Titelthema
Volle Breitseite – deutsche Museen unter Beschuss ...
... allen voran die Stiftung Preußischer Kulturbesitz. Das Buch der Historikerin Bénédicte Savoy ist eine Kampfansage
Bénédicte Savoy stellt in ihrem Buch die Geschichte einer Verhinderung von Rückgaben der im Zusammenhang mit einer britischen sogenannten Strafexpedition1897 dem Königreich Benin geraubten Bronzen ausführlich dar. Es handelt sich um die Elitekunst eines Sklavenhändlerregimes, deren Kunden bereits damals Europäer, vor allem Portugiesen, gewesen sind. Der britische Angriff auf Benin war Teil einer Auseinandersetzung unter den Kolonialmächten Großbritannien und Portugal. Aus dieser sogenannten Strafexpedition, zu deren Rechtfertigung die britische Anschuldigung, das Regime würde fortgesetzt Sklaven opfern, moralisch herhalten musste, folgte zur angeblichen Finanzierung der Kosten für diesen Überfall der Verkauf von mehr als 2000 Bronzen an große Museen der Welt, vor allem an deutsche.

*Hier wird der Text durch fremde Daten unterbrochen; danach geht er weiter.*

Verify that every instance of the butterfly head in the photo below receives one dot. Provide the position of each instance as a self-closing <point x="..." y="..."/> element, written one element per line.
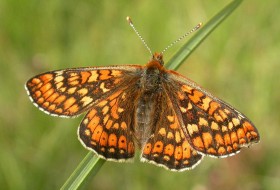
<point x="156" y="62"/>
<point x="158" y="57"/>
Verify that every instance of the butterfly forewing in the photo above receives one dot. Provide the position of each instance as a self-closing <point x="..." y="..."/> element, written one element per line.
<point x="213" y="127"/>
<point x="70" y="92"/>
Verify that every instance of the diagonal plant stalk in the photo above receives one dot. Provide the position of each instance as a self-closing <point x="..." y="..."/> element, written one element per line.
<point x="91" y="163"/>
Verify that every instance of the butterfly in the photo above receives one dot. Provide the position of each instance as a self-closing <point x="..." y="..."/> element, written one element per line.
<point x="171" y="119"/>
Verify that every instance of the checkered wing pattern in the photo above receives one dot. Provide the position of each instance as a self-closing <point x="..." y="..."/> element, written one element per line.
<point x="71" y="92"/>
<point x="167" y="145"/>
<point x="107" y="128"/>
<point x="213" y="127"/>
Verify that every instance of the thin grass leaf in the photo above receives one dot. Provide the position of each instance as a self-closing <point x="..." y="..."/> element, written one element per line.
<point x="200" y="35"/>
<point x="91" y="164"/>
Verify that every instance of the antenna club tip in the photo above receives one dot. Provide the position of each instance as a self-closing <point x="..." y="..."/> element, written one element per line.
<point x="129" y="20"/>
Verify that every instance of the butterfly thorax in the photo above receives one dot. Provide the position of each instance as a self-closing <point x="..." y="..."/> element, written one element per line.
<point x="151" y="85"/>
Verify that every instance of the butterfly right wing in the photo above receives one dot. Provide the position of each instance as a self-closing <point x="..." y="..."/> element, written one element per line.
<point x="70" y="92"/>
<point x="167" y="145"/>
<point x="212" y="126"/>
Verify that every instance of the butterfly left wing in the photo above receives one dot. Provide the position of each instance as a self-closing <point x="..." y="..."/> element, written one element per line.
<point x="212" y="126"/>
<point x="107" y="129"/>
<point x="70" y="92"/>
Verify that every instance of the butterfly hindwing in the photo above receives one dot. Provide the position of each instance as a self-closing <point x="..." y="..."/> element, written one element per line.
<point x="107" y="128"/>
<point x="167" y="145"/>
<point x="213" y="127"/>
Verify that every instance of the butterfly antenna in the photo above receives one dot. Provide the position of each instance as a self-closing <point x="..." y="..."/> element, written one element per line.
<point x="138" y="34"/>
<point x="182" y="37"/>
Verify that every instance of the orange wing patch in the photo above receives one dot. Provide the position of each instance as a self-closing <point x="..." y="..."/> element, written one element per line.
<point x="70" y="92"/>
<point x="168" y="146"/>
<point x="107" y="127"/>
<point x="217" y="129"/>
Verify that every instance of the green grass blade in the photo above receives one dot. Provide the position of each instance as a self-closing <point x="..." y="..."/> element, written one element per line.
<point x="91" y="164"/>
<point x="200" y="35"/>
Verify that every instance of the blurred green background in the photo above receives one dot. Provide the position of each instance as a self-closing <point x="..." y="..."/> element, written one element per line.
<point x="238" y="62"/>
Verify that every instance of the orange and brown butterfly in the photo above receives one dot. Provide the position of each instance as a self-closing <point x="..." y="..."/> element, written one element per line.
<point x="172" y="120"/>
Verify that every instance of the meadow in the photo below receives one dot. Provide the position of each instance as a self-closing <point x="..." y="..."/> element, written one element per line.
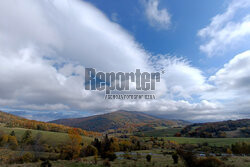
<point x="51" y="138"/>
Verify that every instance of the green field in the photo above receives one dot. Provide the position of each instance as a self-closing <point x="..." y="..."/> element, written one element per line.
<point x="51" y="138"/>
<point x="210" y="141"/>
<point x="161" y="132"/>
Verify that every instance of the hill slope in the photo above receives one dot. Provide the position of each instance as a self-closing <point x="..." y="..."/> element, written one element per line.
<point x="12" y="121"/>
<point x="237" y="128"/>
<point x="116" y="120"/>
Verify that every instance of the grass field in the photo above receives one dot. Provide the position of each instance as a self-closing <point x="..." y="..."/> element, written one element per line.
<point x="210" y="141"/>
<point x="52" y="138"/>
<point x="158" y="160"/>
<point x="162" y="132"/>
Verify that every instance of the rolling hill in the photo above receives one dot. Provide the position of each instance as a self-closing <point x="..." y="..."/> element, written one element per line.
<point x="117" y="120"/>
<point x="11" y="121"/>
<point x="236" y="128"/>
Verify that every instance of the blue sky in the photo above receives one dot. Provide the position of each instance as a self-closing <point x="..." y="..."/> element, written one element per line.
<point x="203" y="46"/>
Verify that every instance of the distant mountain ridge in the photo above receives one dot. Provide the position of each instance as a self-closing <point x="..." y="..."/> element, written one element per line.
<point x="229" y="128"/>
<point x="13" y="121"/>
<point x="116" y="120"/>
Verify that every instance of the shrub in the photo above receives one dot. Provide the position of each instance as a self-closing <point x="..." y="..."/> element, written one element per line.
<point x="175" y="158"/>
<point x="89" y="151"/>
<point x="209" y="162"/>
<point x="46" y="163"/>
<point x="148" y="158"/>
<point x="27" y="157"/>
<point x="106" y="163"/>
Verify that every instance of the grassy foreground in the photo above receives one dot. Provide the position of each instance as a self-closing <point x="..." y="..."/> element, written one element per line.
<point x="210" y="141"/>
<point x="51" y="138"/>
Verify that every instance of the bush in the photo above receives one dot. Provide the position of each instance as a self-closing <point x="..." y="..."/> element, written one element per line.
<point x="46" y="163"/>
<point x="89" y="151"/>
<point x="27" y="157"/>
<point x="209" y="162"/>
<point x="175" y="158"/>
<point x="106" y="163"/>
<point x="148" y="158"/>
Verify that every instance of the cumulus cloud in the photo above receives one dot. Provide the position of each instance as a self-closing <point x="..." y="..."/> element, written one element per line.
<point x="159" y="18"/>
<point x="45" y="46"/>
<point x="230" y="29"/>
<point x="232" y="81"/>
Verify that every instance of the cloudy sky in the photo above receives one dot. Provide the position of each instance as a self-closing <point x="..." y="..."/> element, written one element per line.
<point x="203" y="47"/>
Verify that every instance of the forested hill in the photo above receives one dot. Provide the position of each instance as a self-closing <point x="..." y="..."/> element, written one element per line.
<point x="117" y="120"/>
<point x="10" y="120"/>
<point x="237" y="128"/>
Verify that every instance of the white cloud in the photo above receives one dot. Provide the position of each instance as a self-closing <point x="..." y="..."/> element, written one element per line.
<point x="227" y="31"/>
<point x="159" y="18"/>
<point x="232" y="81"/>
<point x="46" y="45"/>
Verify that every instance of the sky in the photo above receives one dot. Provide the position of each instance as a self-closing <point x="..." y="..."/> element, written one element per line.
<point x="203" y="47"/>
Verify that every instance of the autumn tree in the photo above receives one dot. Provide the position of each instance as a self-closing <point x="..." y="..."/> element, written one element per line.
<point x="12" y="141"/>
<point x="27" y="137"/>
<point x="73" y="148"/>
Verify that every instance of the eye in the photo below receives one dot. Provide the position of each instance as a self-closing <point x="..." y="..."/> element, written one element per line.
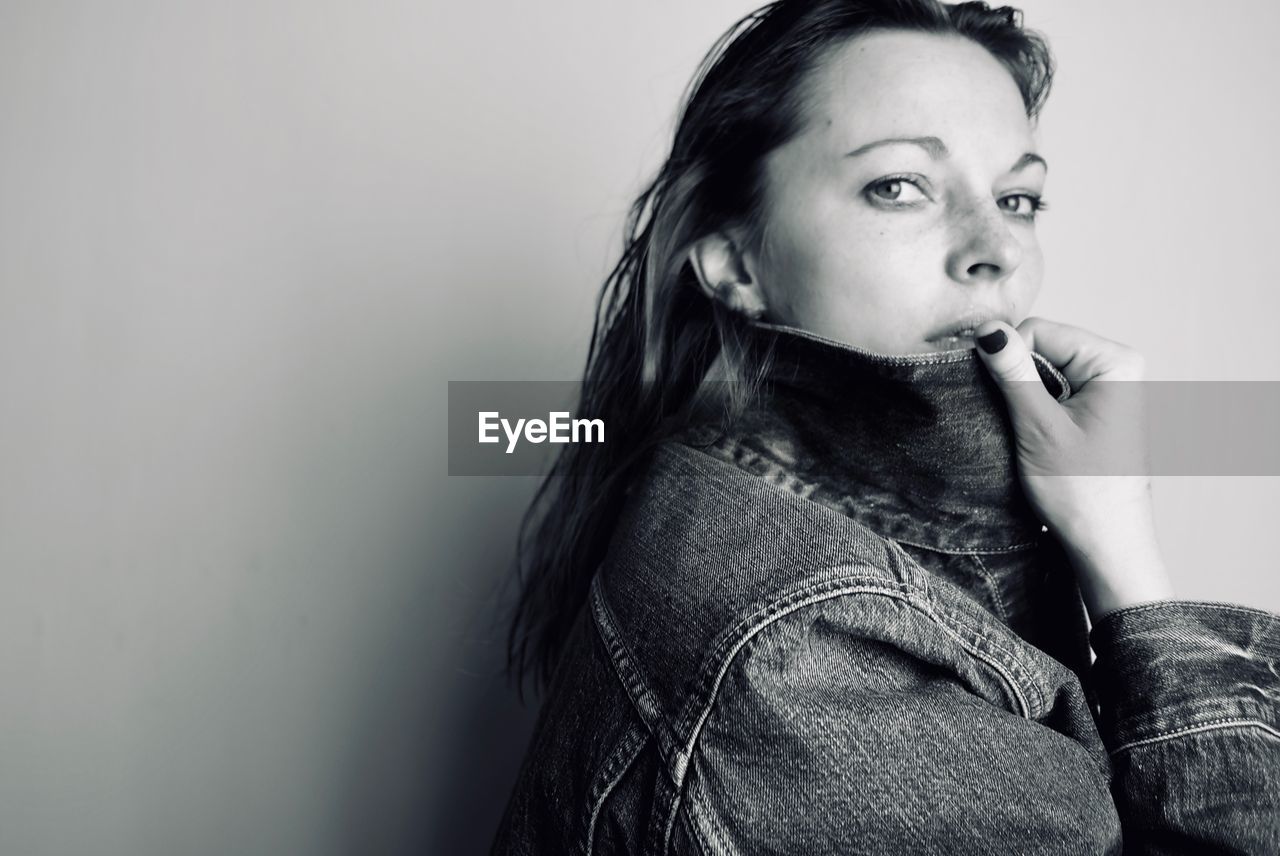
<point x="1023" y="205"/>
<point x="896" y="190"/>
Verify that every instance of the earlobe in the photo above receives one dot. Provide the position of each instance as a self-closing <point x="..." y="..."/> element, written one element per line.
<point x="722" y="273"/>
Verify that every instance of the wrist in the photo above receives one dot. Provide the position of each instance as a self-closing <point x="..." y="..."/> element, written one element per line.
<point x="1119" y="575"/>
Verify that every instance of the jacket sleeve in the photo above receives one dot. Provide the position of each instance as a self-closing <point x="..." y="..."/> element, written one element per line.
<point x="1189" y="710"/>
<point x="824" y="738"/>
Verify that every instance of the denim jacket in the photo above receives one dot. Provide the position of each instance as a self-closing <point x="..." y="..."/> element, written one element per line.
<point x="840" y="628"/>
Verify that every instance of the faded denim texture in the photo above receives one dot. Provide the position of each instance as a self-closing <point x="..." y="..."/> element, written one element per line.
<point x="841" y="630"/>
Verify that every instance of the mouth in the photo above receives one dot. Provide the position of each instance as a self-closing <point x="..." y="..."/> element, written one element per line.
<point x="961" y="333"/>
<point x="954" y="342"/>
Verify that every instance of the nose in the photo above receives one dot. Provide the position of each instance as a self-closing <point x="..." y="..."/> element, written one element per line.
<point x="984" y="248"/>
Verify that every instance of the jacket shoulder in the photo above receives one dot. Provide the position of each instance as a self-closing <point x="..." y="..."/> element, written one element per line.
<point x="702" y="558"/>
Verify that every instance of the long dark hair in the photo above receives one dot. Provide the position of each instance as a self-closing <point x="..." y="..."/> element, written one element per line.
<point x="657" y="334"/>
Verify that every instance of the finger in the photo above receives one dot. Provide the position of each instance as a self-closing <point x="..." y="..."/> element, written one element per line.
<point x="1031" y="406"/>
<point x="1077" y="352"/>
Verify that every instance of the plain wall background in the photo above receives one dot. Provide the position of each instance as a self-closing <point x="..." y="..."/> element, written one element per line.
<point x="243" y="246"/>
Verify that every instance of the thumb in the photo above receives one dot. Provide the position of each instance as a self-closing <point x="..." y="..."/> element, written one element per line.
<point x="1006" y="356"/>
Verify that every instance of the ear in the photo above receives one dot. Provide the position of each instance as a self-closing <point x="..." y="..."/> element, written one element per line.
<point x="725" y="274"/>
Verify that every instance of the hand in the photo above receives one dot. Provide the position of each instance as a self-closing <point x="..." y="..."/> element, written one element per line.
<point x="1083" y="462"/>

Die im wahrsten Sinne mit Blut befleckten Bronzen, über denen das Benin-Regime das Blut seiner Sklaven opferte, entsprachen in ihrer realistischen Darstellung dem europäischen Kunstgeschmack und gelten bis heute als wertvollste Kunstwerke Afrikas; sieht man von den auch jetzt noch illegal aus dem Land geschafften, in Museen hoch wertgeschätzten Nok-Figuren einmal ab.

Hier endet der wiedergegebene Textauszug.